Execute Sequence: Water 1 Onion
^ Repeat 6 more times to for 7 Onions total

Water 1 Onion

Execute Sequence: Dose water
Move Relative: The distance to the next Onion

Dose water

Control Peripheral: Turn on water
Wait: 2000ms
Control Peripheral Turn off water

One weird side effect of this is method is that at the end of the “Water Row 1 (42 Onions)” sequence, the FarmBot will Move Relative one final time (to a place with no Onion) before returning to home. That usually isn’t a big deal though if you have the Stop at Max setting enabled.

Awesome! (and Thank you Rory & FarmBot!)

Here is the first challenge! (for me)
All my plants have coordinates matching the following:
X = The X-axis coordinate of the plant
Y = The Y-axis coordinate of the plant
Z = “0” The default that a plant is created at when placed on the map.

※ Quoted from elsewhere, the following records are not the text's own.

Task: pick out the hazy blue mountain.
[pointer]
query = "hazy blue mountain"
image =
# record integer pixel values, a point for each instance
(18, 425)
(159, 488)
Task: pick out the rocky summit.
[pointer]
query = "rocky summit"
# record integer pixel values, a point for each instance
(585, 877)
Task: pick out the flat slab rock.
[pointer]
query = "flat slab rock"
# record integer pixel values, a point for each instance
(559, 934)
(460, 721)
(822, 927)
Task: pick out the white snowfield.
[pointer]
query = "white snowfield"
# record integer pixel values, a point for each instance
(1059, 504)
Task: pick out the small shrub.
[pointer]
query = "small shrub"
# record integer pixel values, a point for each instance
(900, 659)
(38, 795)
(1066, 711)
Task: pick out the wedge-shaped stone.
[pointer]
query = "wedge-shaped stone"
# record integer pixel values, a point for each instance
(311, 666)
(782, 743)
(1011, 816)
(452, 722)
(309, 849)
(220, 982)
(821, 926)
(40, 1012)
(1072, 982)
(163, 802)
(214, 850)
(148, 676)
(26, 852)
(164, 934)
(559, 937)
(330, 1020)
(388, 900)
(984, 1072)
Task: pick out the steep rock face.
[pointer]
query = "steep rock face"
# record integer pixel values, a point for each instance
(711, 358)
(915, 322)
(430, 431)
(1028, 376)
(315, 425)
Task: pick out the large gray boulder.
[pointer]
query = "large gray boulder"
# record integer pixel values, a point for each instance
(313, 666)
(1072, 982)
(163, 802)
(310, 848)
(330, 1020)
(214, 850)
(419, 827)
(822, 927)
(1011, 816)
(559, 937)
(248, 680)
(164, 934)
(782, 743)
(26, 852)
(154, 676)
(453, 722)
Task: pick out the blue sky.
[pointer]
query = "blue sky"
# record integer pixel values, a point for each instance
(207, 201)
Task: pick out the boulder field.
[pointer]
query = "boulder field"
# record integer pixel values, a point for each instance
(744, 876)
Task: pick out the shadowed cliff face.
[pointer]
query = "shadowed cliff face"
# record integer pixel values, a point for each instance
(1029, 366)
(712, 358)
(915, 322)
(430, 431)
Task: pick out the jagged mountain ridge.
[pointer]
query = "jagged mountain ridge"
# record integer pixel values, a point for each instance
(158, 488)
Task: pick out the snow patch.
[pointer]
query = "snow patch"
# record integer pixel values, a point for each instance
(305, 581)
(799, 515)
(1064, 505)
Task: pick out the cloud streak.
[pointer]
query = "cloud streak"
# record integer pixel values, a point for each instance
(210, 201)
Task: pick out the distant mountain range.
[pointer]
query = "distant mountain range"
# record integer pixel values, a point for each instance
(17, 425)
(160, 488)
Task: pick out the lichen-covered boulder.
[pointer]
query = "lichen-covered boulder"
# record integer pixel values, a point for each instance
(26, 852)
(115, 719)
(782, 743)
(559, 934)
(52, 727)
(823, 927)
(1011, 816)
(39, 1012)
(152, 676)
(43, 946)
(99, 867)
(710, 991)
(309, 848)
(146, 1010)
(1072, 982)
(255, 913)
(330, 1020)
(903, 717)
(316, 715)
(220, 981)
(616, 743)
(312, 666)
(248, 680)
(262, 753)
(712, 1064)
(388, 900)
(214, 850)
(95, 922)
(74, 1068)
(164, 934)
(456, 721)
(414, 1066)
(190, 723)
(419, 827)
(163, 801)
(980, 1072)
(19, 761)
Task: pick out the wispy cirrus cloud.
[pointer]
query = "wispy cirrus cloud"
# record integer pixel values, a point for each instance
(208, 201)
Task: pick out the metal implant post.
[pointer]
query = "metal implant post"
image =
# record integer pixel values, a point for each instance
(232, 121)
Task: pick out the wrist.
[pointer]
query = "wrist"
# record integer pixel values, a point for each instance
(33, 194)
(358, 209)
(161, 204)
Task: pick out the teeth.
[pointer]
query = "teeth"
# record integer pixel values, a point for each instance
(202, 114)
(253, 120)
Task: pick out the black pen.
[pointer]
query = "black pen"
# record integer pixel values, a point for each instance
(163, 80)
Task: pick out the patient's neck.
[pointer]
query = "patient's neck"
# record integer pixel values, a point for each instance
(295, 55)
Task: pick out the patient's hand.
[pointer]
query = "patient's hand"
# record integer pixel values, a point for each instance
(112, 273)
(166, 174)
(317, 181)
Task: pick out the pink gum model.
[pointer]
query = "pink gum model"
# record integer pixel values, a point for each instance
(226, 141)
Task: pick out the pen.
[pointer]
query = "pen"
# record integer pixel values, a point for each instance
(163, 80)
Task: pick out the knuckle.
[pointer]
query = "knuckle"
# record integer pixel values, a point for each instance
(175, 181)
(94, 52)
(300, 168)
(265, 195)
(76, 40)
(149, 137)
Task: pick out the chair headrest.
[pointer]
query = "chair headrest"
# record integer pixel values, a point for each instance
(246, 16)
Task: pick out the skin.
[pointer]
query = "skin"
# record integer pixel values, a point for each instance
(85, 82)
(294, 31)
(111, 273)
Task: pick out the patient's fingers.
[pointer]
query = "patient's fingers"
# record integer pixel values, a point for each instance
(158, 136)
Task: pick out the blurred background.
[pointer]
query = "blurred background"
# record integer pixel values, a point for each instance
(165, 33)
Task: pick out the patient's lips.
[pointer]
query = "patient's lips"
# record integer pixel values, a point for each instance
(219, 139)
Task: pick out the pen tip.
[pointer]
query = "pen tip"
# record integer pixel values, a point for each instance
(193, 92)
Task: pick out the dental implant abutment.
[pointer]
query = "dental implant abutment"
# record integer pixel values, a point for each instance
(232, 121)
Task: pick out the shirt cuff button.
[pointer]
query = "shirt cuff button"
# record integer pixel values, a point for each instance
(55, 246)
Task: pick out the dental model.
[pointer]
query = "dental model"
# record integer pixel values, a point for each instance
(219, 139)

Now, I created a bunch of sequences to move to the plants, and then to water the plants.
The FB gets the Watering tool, travels to the first plant (its x,y & z coordinates), waters, them moves to the next.
Now, lets say I want to water plant “A” from a Z-axis position of “0”. All is good!
But, if I want to water from any other position, I have to set an offset, for that plant.
And, If i want to water the next plant at that same height, the FB will either raise the Z, travel to plant “B”, and then lower Z, or I have to explicitoy set the “Move To” for each plant.
Lots of Z movement or edits…

So, it seems to me that I can either go and edit all my plants (300+) to have a Z that is maybe in the middle, or edit each “Move To” in each sequence to eliminate the Z moving, except when I want it to.

Does anyone have any other thoughts or ideas?

hello @Intelbotfarmer, you need to use the Offset in the move to command , to establish your Z coordinates to watering.